DP24: Methotrexate-associated cutaneous lymphomatoid granulomatosis
Gregg Murray, Anna Wolinska, Stephaine Bowe and Cliona Feighery
OLOL Drogheda, Co Louth, Ireland
A 74-year-old woman was referred to the dermatology clinic with a 6-month history of an enlarging nonhealing ulcer on her left foot. This started off a as small red erosion that slowly enlarged over time and was becoming more tender. This was also associated with new eroded lesions developing on her shins, calves and posterior thighs bilaterally.

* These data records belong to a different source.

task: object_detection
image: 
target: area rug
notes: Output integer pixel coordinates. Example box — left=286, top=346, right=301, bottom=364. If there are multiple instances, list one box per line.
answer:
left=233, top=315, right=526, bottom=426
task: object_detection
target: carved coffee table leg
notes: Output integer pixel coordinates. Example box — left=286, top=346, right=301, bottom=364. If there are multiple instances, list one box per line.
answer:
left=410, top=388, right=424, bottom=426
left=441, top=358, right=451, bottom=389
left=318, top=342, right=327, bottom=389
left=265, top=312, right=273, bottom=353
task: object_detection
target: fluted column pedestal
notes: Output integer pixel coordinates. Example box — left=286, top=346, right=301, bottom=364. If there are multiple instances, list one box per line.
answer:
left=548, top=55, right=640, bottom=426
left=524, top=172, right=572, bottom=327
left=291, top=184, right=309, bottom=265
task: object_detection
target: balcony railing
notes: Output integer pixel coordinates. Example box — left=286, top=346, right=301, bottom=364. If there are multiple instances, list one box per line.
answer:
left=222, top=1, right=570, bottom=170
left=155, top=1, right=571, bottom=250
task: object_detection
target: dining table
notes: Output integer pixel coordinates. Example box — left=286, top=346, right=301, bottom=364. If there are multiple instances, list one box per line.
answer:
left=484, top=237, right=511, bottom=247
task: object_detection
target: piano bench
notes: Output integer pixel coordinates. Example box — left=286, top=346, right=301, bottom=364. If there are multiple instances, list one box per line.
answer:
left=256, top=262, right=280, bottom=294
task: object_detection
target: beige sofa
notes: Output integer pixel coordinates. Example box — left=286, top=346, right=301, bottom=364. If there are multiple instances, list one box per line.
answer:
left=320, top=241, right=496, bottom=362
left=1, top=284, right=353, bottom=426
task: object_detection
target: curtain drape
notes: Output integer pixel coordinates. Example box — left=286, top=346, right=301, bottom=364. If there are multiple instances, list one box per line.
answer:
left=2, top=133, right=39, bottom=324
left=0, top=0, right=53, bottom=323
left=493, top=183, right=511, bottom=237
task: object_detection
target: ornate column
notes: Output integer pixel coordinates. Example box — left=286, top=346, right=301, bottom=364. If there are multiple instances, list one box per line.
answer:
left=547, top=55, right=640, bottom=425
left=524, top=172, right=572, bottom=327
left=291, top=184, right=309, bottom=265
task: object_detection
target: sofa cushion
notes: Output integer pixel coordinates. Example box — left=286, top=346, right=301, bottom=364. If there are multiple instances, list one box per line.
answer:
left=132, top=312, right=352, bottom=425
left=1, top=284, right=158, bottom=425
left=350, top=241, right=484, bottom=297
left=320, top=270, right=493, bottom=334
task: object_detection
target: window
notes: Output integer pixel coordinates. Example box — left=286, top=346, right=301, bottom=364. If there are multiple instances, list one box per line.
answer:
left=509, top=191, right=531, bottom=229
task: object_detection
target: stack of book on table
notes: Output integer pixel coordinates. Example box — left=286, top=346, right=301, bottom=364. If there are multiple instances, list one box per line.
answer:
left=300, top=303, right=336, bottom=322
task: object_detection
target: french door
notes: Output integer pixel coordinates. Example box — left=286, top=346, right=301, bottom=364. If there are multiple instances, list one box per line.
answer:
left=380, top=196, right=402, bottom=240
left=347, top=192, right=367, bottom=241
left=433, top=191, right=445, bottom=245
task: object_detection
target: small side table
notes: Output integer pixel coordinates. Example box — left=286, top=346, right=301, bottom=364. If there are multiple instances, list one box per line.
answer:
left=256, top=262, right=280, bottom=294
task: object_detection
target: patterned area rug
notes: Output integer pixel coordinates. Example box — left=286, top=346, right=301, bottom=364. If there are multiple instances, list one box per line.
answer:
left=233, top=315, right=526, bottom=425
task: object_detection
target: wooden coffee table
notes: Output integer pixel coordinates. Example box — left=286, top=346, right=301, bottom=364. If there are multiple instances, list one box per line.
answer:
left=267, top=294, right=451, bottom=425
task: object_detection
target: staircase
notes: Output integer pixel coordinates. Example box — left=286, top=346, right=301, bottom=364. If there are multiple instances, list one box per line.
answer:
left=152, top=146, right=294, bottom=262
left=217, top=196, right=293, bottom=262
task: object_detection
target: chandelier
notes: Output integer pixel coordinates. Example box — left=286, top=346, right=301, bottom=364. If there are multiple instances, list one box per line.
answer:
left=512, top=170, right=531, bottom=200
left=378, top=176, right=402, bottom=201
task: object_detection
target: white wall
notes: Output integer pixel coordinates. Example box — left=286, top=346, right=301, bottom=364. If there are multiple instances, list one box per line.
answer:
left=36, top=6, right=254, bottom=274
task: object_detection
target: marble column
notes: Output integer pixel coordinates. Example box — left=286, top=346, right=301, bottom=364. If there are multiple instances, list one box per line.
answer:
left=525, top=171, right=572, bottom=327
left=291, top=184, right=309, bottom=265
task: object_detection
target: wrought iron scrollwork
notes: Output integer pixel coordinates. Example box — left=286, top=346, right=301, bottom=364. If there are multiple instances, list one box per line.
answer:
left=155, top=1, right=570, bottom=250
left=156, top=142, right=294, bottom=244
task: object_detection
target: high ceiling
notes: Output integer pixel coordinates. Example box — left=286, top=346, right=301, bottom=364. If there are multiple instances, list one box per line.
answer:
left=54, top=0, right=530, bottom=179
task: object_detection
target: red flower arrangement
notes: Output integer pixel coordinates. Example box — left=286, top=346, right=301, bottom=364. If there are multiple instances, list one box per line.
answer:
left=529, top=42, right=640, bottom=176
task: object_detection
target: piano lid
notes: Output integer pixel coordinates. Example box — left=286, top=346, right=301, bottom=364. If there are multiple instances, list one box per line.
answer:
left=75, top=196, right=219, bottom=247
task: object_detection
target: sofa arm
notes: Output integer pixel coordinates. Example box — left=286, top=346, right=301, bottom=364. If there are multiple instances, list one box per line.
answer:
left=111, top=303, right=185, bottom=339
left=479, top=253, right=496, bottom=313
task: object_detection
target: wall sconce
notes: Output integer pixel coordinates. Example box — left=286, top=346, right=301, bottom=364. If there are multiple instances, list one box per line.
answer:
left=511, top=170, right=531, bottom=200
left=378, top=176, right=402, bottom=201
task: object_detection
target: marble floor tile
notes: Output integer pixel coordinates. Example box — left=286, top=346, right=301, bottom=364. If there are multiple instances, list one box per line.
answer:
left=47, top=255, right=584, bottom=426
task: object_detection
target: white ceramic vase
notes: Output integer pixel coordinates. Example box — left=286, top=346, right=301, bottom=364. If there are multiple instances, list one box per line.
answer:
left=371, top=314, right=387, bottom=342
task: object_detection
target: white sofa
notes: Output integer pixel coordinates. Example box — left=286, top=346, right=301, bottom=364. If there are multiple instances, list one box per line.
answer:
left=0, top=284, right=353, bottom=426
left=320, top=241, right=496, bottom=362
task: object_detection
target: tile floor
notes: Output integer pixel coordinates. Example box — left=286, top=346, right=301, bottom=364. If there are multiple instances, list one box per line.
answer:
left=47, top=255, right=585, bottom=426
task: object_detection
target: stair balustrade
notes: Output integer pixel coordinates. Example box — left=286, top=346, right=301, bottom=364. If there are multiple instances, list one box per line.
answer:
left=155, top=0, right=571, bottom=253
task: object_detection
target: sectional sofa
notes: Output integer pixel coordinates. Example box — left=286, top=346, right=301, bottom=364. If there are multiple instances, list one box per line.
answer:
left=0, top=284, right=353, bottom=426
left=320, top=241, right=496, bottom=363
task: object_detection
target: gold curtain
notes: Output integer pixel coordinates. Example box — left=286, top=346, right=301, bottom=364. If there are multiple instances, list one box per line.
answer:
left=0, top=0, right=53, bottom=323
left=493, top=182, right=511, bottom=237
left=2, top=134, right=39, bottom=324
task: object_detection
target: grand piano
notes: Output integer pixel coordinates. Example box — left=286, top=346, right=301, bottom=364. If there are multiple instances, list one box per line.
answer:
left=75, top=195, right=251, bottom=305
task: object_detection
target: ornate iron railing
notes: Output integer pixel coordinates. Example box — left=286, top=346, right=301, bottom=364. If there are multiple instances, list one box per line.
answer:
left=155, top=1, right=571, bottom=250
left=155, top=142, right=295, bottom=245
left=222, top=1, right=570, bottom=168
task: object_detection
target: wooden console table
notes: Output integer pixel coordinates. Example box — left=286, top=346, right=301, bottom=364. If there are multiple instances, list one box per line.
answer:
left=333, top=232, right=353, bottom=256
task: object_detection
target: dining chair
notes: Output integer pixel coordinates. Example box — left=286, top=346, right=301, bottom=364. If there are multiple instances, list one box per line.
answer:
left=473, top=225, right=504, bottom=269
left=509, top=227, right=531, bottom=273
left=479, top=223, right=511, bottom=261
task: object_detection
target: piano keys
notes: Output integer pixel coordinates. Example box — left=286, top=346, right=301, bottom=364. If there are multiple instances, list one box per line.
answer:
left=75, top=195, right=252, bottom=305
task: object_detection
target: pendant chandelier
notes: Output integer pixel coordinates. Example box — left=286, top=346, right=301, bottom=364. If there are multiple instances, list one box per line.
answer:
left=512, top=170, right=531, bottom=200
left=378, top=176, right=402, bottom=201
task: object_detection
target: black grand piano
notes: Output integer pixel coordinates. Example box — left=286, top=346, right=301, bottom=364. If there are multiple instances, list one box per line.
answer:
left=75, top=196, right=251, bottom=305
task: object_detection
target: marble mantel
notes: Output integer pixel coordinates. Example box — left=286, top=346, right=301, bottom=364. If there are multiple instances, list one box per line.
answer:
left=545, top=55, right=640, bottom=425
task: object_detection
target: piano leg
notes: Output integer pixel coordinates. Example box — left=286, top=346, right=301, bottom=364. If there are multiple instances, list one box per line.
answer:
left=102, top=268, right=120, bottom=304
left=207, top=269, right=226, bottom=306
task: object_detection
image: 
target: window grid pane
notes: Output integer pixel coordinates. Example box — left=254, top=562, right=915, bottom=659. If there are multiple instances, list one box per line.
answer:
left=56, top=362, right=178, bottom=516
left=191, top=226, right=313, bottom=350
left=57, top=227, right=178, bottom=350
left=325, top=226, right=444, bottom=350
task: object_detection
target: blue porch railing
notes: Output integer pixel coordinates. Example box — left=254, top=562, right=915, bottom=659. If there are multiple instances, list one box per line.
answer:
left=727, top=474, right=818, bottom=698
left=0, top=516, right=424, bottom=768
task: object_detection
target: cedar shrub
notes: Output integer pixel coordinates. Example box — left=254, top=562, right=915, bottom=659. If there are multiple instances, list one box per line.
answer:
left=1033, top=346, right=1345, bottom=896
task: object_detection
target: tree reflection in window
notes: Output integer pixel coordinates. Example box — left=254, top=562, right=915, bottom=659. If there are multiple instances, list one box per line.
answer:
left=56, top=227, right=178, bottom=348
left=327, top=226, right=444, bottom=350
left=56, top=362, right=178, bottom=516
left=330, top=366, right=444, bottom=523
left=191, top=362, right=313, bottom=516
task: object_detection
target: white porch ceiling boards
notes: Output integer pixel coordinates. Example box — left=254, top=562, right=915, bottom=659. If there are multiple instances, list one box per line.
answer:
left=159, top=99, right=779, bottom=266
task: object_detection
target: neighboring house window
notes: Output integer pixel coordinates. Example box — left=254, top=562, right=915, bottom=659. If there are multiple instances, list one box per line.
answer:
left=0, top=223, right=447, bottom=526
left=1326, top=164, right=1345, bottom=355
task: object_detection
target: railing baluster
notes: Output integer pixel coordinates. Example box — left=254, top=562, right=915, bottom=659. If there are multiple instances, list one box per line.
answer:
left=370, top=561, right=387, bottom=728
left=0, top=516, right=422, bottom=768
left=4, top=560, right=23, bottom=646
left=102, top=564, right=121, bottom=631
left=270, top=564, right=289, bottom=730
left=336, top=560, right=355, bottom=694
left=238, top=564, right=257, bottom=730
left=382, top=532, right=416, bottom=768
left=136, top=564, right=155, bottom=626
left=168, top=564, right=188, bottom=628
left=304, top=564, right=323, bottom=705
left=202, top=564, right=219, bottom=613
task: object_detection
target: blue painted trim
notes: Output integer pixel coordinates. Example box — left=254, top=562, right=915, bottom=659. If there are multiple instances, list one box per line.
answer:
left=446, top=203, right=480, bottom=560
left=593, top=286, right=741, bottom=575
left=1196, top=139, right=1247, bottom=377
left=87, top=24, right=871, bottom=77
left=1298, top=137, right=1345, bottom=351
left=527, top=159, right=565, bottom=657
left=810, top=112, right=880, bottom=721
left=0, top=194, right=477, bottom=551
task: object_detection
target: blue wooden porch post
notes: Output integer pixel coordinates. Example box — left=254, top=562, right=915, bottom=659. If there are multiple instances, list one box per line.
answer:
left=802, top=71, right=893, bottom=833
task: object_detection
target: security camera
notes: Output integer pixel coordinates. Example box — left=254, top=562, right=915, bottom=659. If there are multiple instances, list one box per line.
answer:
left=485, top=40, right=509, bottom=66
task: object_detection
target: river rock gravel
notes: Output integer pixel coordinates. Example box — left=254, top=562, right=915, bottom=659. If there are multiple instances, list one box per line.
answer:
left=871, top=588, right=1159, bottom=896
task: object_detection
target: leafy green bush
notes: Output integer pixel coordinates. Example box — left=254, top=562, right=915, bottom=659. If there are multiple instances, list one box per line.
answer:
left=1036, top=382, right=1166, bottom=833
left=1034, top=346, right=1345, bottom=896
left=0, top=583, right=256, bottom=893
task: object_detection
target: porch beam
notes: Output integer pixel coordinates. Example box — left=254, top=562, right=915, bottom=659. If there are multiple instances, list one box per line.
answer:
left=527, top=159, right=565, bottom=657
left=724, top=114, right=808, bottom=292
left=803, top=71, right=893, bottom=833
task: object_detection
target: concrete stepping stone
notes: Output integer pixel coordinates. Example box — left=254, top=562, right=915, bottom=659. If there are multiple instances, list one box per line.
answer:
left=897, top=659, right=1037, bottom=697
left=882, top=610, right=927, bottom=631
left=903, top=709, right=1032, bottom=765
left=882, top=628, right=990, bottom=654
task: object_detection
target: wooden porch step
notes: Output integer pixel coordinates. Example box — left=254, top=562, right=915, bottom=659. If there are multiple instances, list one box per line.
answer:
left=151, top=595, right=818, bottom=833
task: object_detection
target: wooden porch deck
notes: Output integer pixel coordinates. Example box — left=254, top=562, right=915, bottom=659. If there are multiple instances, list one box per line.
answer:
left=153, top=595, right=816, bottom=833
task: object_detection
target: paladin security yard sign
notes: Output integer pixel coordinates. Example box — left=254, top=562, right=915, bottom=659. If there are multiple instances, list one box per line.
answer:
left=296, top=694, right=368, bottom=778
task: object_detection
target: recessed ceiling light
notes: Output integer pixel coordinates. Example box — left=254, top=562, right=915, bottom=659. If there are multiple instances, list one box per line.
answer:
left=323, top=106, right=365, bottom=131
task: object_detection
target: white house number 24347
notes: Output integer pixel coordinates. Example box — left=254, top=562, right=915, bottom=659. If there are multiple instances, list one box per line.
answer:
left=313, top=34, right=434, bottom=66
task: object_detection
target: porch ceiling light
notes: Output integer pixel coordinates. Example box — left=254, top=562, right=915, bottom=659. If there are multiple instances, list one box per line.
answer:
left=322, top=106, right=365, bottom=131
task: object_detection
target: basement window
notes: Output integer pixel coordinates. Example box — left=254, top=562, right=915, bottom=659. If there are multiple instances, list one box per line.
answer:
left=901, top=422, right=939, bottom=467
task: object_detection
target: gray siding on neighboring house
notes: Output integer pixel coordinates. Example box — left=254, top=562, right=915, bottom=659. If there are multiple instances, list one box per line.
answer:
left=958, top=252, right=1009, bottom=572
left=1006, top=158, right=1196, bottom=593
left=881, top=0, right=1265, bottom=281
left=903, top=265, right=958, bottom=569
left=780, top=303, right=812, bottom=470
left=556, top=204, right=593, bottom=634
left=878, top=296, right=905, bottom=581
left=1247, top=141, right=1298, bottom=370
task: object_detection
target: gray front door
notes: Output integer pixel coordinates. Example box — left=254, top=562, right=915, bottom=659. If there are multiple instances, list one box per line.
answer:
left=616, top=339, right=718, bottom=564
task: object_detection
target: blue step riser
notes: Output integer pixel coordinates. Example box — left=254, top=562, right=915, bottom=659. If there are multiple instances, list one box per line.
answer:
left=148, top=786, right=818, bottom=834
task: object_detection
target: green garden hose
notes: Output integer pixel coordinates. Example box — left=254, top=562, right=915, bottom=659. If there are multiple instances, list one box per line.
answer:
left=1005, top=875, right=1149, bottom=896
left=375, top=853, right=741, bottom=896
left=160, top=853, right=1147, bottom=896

Her past medical history was significant for well-controlled rheumatoid arthritis diagnosed over 20 years ago, for which she is on methotrexate (MTX) 15 mg once weekly orally for the last 10 years. On examination, she had papulonecrotic lesions on her anterior shin, posterior calves and thighs bilaterally. She had an ill-defined punched out 1-cm ulceration on the medial arch of her left foot. Haematological investigations revealed a normal full blood count, urea and electrolytes, and liver function. Her C-reactive protein was mildly elevated at 8·8 mg L–1 and her erythrocyte sedimentation rate was 41 mm h–1. Her antinuclear antibody and vasculitic screen was normal. Punch biopsies were taken from the edge of the ulcer on her left foot and one of the papulonecrotic lesions. Histology revealed epidermal hyperplasia and an infiltrate of lymphoid cells in the dermis. The immunophenotype showed strong positivity for CD20 and CD30; Epstein–Barr virus (EBV) also appeared strongly positive. A diagnosis of lymphomatoid granulomatosis (LYG) was made. A computed tomography of the thorax, abdomen and pelvis was performed to rule out an underlying paraneoplastic process. Imaging revealed a 7-cm left adrenal lesion with a foci of macroscopic fat and foci on calcium, highly suspicious for an adrenocortical carcinoma. She underwent an open left adrenalectomy and her MTX was discontinued. The patient recovered well postsurgery and ulcerations and papulonecrotic lesions on her lower limbs spontaneously resolved postoperatively following cessation of MTX. LYG is a rare EBV-driven B-cell lymphoproliferative disorder and usually presents in adults who have immunodeficiency disorders. This patient was diagnosed with MTX-associated lymphomatous granulomatosis, which fully resolved after withdrawal of MTX.